In this embodiment, instead of performing the training of the picture recognition model on all the pictures in the original training set, a first preset number of training sets are selected from the original training set to participate in the training, so that the number of training sets participating in the training can be reduced, and the training time of the picture recognition model can be saved.

In addition, random number generation algorithm is adopted for random selection, so that the randomness of a training set participating in training can be increased, and the robustness of the picture recognition model can be improved.

In the first embodiment, the first preset number may be a preset fixed value, for example, 60, that is, 60 samples are randomly selected from the original training set to participate in the training of the picture recognition model.

In the second embodiment, the first preset number may be a preset ratio value, for example, 1/10, that is, samples with a ratio of 1/10 are randomly selected from the original training set to participate in the training of the picture recognition model.

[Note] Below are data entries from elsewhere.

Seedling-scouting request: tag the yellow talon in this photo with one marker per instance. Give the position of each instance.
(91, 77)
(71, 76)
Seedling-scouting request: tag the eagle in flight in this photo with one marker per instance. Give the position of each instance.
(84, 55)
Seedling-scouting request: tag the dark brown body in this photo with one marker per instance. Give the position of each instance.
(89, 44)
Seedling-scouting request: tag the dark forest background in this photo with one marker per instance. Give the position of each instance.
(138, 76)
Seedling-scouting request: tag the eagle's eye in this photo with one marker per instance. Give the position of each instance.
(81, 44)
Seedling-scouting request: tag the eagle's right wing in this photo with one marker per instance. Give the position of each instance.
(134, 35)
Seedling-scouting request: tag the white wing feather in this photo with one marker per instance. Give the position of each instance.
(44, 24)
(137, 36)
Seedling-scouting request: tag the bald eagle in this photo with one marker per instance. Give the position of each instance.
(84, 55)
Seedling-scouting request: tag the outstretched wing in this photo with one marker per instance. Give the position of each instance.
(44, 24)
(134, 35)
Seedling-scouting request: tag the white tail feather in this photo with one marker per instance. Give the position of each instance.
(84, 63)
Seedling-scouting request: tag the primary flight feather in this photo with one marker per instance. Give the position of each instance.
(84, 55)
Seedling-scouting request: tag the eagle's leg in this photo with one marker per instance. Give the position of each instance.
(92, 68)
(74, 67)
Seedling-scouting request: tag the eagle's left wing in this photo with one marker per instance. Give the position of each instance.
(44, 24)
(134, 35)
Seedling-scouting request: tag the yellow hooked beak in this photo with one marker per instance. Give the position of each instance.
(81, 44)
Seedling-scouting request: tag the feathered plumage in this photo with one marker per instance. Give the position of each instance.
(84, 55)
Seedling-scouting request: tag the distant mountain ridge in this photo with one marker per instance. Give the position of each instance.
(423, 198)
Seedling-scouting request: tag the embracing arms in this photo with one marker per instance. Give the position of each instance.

S35, testing the accuracy of the trained picture recognition model by using the test set, and finishing training if the accuracy is greater than or equal to a preset accuracy threshold; and if the accuracy is smaller than the preset accuracy threshold, retraining the picture recognition model.

Preferably, the retraining of the picture recognition model comprises: and adding a second preset number of training sets to the first preset number of training sets from the training sets except the first preset number of training sets in the training sets, and re-executing the steps S32 to S35 until the accuracy of the trained picture recognition model is greater than or equal to a preset accuracy threshold.

In the first embodiment, the second preset number may be a preset fixed value, for example, 20, that is, 20 pictures are randomly selected from the training sets other than the training set of the first preset number in the training set to participate in the training of the picture recognition model.

In the second embodiment, the second preset number may be a preset ratio value, for example, 1/20, that is, pictures with a ratio of 1/20 are randomly selected from the training sets except the training set with the first preset number to participate in the training of the picture recognition model.

In a third embodiment, the second preset number may be a preset ratio of the first preset number, for example, 1/5, that is, in the training sets except the first preset number of training sets, the pictures in the ratio of 1/5 of the first preset number are randomly selected to participate in the training of the picture recognition model.

According to the picture recognition model training method, the number of training sets participating in training is increased step by step, on the premise that the recognition rate of the picture recognition model is guaranteed, fewer samples are used for participating in training, the training time of the picture recognition model can be shortened to the maximum extent, the training efficiency of the picture recognition model is improved, and the number of the optimal training sets is found between the accuracy rate and the efficiency rate of the picture recognition model.

The above description is only a specific embodiment of the present invention, but the scope of the present invention is not limited thereto, and it will be apparent to those skilled in the art that modifications may be made without departing from the inventive concept of the present invention, and these modifications are within the scope of the present invention.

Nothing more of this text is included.